Ces lignes concernent les traceurs publicitaires en premier lieu, mais non ceux exempts de consentement, en particulier les outils servant uniquement à l’authentification.

Même régime pour « les traceurs conservant le choix exprimé par les utilisateurs sur le dépôt de traceurs » (dont la durée de validité sera de 6 mois), ou encore s’agissant de ceux destinés à personnaliser l’interface, ceux calés sur la seule mesure d’audience anonymisée, ou « les traceurs permettant aux sites payants de limiter l’accès gratuit à un échantillon de contenu demandé par les utilisateurs (quantité prédéfinie et/ou sur une période limitée) ».

Nouvelle tolérance : 6 mois de délai pour la mise en conformité

La CNIL a une nouvelle fois fait preuve de mansuétude à l’égard des acteurs.
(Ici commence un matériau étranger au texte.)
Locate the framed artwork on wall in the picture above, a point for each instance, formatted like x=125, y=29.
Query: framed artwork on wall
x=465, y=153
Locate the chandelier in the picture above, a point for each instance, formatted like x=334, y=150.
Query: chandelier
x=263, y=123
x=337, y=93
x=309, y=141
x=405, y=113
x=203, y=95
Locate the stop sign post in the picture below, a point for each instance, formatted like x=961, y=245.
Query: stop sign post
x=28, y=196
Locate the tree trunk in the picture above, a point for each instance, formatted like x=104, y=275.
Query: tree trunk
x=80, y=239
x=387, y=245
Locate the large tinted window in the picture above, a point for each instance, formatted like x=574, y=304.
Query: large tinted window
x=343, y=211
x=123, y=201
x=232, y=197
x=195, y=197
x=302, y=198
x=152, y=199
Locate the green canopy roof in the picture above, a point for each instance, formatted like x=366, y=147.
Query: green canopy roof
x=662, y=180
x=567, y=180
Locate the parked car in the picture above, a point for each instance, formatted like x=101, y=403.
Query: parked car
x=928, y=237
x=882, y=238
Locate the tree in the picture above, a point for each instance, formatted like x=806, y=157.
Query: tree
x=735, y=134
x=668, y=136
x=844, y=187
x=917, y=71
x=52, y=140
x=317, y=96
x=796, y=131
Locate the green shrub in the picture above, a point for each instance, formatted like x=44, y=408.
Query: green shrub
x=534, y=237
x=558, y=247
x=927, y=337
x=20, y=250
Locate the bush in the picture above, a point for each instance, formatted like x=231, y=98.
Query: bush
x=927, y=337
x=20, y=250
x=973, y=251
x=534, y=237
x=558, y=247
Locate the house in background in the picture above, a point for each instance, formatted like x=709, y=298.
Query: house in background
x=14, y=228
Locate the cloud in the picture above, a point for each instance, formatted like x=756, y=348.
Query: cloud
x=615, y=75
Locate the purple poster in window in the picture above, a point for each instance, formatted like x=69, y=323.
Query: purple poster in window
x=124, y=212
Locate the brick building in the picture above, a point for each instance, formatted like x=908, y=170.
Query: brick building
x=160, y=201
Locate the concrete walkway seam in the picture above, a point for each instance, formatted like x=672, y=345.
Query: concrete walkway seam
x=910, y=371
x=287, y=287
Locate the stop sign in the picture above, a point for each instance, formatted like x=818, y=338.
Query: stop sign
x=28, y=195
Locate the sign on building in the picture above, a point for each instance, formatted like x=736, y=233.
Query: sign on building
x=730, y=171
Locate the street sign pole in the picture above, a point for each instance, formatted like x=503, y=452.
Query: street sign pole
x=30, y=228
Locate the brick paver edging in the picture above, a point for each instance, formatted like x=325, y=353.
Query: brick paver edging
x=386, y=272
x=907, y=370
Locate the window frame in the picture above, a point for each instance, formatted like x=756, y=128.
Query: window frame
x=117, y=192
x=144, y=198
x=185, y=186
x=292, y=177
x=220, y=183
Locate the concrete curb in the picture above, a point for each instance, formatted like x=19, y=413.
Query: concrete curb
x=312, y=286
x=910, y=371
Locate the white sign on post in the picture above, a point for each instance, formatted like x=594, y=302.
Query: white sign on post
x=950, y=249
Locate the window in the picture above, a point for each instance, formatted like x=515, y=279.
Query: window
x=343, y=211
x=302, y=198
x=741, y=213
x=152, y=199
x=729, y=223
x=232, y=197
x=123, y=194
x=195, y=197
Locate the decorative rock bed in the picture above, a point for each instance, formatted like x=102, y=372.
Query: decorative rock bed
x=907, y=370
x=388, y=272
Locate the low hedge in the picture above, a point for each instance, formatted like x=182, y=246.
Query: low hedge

Elle ouvre un délai de mise en conformité aux nouvelles règles de six mois. Le monde du marketing en ligne et les responsables de traitement auront à suivre religieusement cette nouvelle doctrine au plus tard fin mars 2021.

Entretemps, la CNIL, sur invitation du Conseil d’État, se réserve la possibilité de sanctionner les manquements les plus graves sur l’autel de la vie privée. Elle « continuera à poursuivre les manquements aux règles relatives aux cookies antérieures à l’entrée en vigueur du RGPD, éclairées par sa recommandation du 5 décembre 2013 ».